Adding fuel to the fire: Loading our dummy data

Pressing the Load Data button triggers the loadDummyDataHashMap() method which loads our dummy data into our Firebase Realtime Database.

Now you’re on fire! I think there’s another song in there by The Boss, maybe check it out.

Here’s the methods’ code:

Firebase Realtime Database setup setValue()

Use the setValue() method to pass the HashMap of dummy data to our Firebase database

What’s happening here?

  • We call setValue() on our database reference, friendsDatabaseReference passed as the friendsReference parameter here
  • The reference represents the location in the database where we want to write the data to, in our case the friends node
  • setValue() sets the data at this location to the data contained in the hash map (our dummy data)
  • This triggers the ValueEventListener which is attached to the friends location and our list is updated. More on this later

Adding an item to the list

Pressing the Add Item button calls the appendFriendToExistingFriendsTree() method to add an item to the existing list.

Here’s the methods’ code:

Firebase Realtime Database setup adding data

Use the push() method and Firebase will give you a unique key

What’s happening here?

  • We have a friend’s name and telephone number that we want to add to the list
  • We also need a key to identify where in the Firebase database that we want to save this item. Calling push() on the database reference (which is the location, the friends node, of our data in the Firebase database) generates and returns a unique key that we can use
  • We construct our new Friend object
  • Finally, we call setValue() and pass our new Friend object to be saved in the database. The friendsReference database reference identifies the location in the Firebase database where we want to save this Friend object and the key identifies the position within that location
  • Any listeners attached to the friendsReference (our database reference) will be triggered and the list updated

Loading a single item

Pressing the Replace Items button calls the loadSingleItem() method which uploads the given data to the Firebase Realtime Database, replacing any data currently at the given location.

Here’s the methods’ code:

Firebase Realtime Database setup adding data setValue()

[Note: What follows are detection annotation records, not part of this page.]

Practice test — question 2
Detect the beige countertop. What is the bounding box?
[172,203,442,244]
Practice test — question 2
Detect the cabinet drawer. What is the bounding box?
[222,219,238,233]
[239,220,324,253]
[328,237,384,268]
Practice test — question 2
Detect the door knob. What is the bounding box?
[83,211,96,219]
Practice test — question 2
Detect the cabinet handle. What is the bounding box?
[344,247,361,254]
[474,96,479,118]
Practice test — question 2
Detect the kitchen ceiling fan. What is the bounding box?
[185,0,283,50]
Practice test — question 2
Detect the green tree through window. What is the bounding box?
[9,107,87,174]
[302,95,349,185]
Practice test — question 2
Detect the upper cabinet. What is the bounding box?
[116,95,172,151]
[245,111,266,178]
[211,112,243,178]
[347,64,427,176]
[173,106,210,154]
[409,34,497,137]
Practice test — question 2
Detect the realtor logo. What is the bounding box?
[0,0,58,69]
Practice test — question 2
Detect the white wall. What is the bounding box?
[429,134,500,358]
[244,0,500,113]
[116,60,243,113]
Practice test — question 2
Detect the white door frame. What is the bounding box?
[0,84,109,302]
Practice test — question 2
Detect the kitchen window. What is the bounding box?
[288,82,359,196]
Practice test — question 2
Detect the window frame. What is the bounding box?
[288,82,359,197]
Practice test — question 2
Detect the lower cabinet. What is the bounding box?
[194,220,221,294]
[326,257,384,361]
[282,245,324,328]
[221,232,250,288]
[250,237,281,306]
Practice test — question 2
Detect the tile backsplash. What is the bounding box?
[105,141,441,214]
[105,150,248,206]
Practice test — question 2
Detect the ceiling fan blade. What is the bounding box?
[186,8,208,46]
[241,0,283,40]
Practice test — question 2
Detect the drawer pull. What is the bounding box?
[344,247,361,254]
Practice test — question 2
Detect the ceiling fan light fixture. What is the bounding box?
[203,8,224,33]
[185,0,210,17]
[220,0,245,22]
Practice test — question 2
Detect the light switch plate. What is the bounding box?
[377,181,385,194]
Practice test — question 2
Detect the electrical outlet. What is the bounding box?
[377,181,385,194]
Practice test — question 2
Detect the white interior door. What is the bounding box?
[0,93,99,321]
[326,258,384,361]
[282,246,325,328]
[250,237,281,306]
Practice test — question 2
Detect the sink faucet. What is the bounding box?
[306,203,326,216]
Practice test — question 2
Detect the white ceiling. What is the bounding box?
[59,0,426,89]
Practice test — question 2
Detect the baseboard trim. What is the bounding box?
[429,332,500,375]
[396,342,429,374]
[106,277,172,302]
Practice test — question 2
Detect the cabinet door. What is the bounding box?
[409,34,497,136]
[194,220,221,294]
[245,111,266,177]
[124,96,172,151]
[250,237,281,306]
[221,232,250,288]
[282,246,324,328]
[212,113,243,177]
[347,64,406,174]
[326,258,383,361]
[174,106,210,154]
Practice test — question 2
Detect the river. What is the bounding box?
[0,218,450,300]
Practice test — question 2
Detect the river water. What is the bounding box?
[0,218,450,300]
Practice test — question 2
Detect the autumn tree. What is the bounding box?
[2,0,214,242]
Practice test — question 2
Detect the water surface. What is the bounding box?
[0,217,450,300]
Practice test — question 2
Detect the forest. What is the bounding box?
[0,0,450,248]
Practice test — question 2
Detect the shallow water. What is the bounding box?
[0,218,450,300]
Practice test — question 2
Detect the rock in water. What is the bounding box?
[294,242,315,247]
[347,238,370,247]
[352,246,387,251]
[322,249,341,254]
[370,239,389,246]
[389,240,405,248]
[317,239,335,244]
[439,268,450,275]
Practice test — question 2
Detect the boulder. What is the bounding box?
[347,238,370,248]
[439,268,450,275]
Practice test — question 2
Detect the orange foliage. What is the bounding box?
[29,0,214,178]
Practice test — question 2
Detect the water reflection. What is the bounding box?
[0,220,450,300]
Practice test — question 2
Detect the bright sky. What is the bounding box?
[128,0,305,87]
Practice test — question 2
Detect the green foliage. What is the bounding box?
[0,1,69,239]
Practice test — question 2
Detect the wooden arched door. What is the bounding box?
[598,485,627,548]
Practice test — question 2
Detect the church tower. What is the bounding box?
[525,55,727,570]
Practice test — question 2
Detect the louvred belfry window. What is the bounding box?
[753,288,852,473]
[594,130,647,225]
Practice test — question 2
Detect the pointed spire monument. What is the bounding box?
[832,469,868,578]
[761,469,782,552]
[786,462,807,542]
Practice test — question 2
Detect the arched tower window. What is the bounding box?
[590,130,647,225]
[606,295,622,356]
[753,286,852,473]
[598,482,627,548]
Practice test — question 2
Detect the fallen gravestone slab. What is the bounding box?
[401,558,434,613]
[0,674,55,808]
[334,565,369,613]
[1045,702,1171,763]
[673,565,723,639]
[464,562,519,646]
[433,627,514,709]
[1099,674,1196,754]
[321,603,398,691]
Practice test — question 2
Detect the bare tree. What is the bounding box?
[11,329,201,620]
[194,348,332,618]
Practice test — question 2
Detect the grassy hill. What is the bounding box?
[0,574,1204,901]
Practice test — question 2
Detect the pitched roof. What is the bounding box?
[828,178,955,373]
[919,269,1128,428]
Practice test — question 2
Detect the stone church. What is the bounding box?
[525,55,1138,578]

Create a new hash map and pass it to the database to replace the existing data

What’s happening here?

  • We have a friend’s name and telephone number that we want to save in the Firebase database. We specify where in the given location that we want to put this data by defining a key
  • We create our new Friend object, setting the name and telephone number values
  • We create a HashMap and put our Friend java object in the map as a value and the database key as the maps’ key
  • Finally, we get a database reference which specifies the Firebase database location and then call setValue() passing the hash map as the parameter
  • The data is written to the Firebase database at the friends location, replacing any data that may be there
  • Any listeners attached to the database location will be triggered and the list updated

Updating an item

Pressing the Update Item button triggers the updateFriend() method which replaces an existing item in the Firebase Realtime Database with a new item. It does not affect the rest of the database.

Here’s the methods’ code:

Firebase Realtime Database setup adding data setValue() child(key)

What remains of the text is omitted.